Dunque, per i Benetton – secondo il loro pilota Castellucci – è una scelta obbligata crescere, a meno di non voler vendere, e per ora, evidentemente, non vogliono vendere. Ma crescere vuol dire crescere all’estero. Ed ecco ritornare ad Abertis. Se l’operazione con Atlantia si farà, vedrà la luce uno dei maggiori operatori autostradali del mondo – sicuramente primo in Europa – con una capitalizzazione complessiva di circa 35 miliardi di euro e un giro d’affari annuo di oltre 10 miliardi di euro.
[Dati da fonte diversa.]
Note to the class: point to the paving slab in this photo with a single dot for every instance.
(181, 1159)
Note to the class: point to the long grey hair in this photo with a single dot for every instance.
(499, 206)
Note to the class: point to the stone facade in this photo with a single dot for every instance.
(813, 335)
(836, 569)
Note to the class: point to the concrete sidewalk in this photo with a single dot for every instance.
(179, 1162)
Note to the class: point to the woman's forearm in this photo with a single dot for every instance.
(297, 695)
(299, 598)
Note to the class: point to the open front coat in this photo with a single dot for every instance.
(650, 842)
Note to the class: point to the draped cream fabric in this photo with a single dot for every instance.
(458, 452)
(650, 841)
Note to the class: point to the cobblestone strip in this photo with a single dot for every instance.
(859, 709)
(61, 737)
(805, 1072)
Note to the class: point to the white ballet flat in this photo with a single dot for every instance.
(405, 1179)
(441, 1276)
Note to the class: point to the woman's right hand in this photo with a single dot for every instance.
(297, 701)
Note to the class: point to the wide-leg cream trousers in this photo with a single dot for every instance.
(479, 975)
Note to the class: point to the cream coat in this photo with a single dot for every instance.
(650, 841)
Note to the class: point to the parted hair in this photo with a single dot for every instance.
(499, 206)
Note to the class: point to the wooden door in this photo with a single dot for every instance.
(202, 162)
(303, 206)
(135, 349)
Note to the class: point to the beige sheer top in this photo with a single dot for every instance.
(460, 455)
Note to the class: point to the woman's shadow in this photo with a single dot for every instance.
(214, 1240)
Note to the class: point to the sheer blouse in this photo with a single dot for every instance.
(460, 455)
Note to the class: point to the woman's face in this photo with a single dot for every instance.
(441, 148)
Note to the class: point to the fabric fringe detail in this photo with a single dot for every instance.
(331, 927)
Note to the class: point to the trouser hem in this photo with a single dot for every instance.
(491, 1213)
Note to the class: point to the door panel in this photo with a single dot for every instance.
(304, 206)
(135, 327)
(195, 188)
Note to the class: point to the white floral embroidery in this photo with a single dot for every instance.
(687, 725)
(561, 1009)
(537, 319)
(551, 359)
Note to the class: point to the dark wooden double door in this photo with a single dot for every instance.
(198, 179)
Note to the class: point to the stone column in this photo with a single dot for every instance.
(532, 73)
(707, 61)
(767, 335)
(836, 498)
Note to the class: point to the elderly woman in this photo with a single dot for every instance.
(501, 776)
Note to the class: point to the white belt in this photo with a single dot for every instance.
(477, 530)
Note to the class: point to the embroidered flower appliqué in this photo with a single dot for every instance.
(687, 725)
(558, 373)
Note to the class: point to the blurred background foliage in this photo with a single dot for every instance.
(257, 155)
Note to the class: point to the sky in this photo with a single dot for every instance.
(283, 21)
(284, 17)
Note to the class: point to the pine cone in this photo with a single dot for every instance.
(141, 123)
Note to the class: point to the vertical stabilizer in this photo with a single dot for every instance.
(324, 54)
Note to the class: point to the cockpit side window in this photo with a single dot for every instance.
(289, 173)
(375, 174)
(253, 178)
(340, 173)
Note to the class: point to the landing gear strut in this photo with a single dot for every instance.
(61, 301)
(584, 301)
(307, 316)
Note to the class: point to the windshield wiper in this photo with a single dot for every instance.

Complimenti. Pensiamo a cosa avremmo detto nel caso contrario, che cioè fosse stata Atlantia a essere ceduta ad Abertis. Apriti cielo, di nuovo con la deindustrializzazione, di nuovo col declino, con l’ammainabandiera.

La verità più complessiva è che in un quadro generale che negli ultimi anni è oggettivamente e statisticamente stato scandito dalla deindustrializzazione e degli ammainabandiera nazionali, spiccano le individualità, anche in controtendenza. A volte spicca il management, con la sua forza e la sua visione. Castellucci vuol comprare Abertis: auguri, bravo, speriamo ci riesca, sarebbe un bene per l’Italia, anche se i viadotti continuerebbero a crollare perché alle strade statali nessuno sta seriamente lavorando da anni e la fusione renziana tra Anas e Ferrovie non migliorerà le cose, e le Provincie evirate dei loro onori e oneri non fanno più manutenzione.

E se Castellucci compra in Spagna, Giuseppe Bono di Fincantieri (azienda pubblica leader mondiale con 10 anni di ordinativi acquisiti!) compra in Francia i cantieri navali europei più grandi insieme ai nostri, violando la “grandeur” francese e convincendo il governo di Parigi. Bravo anche lui. Dunque qual è l’Italia vera? Quella rinunciataria degli imprenditori che vendono o quella baldanzosa dei manager che comprano? Quella del Montepaschi che fallisce o quella di Intesa che si sviluppa e svetta in Europa? Quella di Avio che va in Borsa con un portafoglio ordini per i voli spaziali che le dà buone prospettive ultradecennali o quella di Alitalia che si avvita nella sua crisi eterna?

L’Italia è tutta questa roba qui e anche altro. È il Paese dove la realtà, come diceva Pirandello, non ha nessun bisogno di essere verosimile, per essere vera. Il Paese indecifrabile dal Fondo monetario internazionale e dall’Unione europea, incomprensibile per gli analisti di Moody’s. Ma autentica e viva. Proviamo ancora a crederci, che ci sia un “modello italiano” sostenibile. In questo senso, il caso Atlantia-Abertis, se si concretizzasse, sarebbe un bell’esempio.